¿Cuántos supieron, cuarenta
años atrás, que en ese Santiago primaveral se jugaba no solo el futuro de Chile
sino también el de la Latinoamérica toda?
No lo sé.
Cuarenta años después,
en este mundo de maximización de ganancias, buitres financieros y bancos
codiciosos, con el alma que se nos va empobreciendo en la creencia de que un
automóvil nuevo nos dará la felicidad y que el individualismo y el exitismo son
valores culturales a apreciar, recurro a Gabriel García Márquez, quien así
contó ese funesto 11 de setiembre:
«A la hora de la batalla final, con el país a merced de las fuerzas
desencadenadas de la subversión, Salvador Allende continuó aferrado a la
legalidad.
La contradicción más dramática de su vida fue ser al mismo tiempo enemigo
congénito de la violencia y revolucionario apasionado, y él creía haberla
resuelto con la hipótesis de que las condiciones de Chile permitían una
evolución pacífica hacia el socialismo dentro de la legalidad burguesa.
La experiencia le enseñó demasiado tarde que no se puede cambiar un sistema
desde el gobierno, sino desde el poder.
Esa comprobación tardía debió ser la fuerza que lo impulsó a resistir hasta
la muerte en los escombros en llamas de una casa que ni siquiera era la suya,
una mansión sombría que un arquitecto italiano construyó para fábrica de dinero
y terminó convertida en el refugio de un Presidente sin poder.

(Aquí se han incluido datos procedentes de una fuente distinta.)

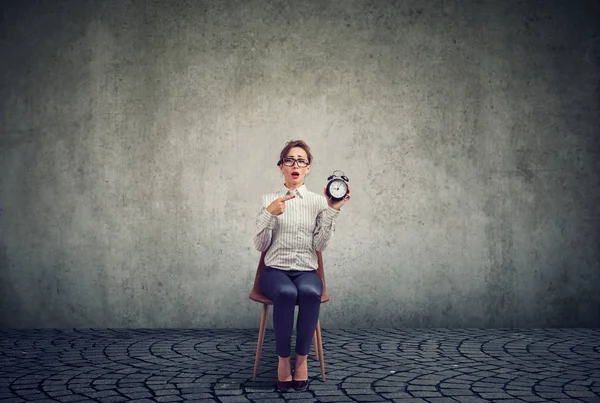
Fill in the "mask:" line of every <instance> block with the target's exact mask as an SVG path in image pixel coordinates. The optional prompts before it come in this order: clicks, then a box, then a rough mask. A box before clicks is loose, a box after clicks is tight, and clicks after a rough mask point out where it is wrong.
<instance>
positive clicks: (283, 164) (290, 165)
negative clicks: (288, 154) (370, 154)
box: [277, 158, 310, 168]
mask: <svg viewBox="0 0 600 403" xmlns="http://www.w3.org/2000/svg"><path fill="white" fill-rule="evenodd" d="M285 160H292V161H293V162H292V165H287V164H286V163H285V162H284V161H285ZM299 161H300V160H297V159H295V158H284V159H282V160H280V161H279V162H278V163H277V165H281V164H283V165H285V166H286V167H293V166H294V165H298V168H306V167H307V166H309V165H310V162H308V161H306V160H304V159H303V160H302V161H305V162H306V165H305V166H300V162H299Z"/></svg>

Resistió durante seis horas con una metralleta que le había regalado Fidel
Castro y que fue la primera arma de fuego que Salvador Allende disparó jamás […]».
Yo pisaré las calles
nuevamente
de lo que fue Santiago ensangrentado,
y en una hermosa plaza liberada
me detendré a llorar por los ausentes.
Porque la
cordillera no nos separa: nos une. A uno y otro lado nuestra historia sabe de
los libros y las canciones que quemaron las manos asesinas.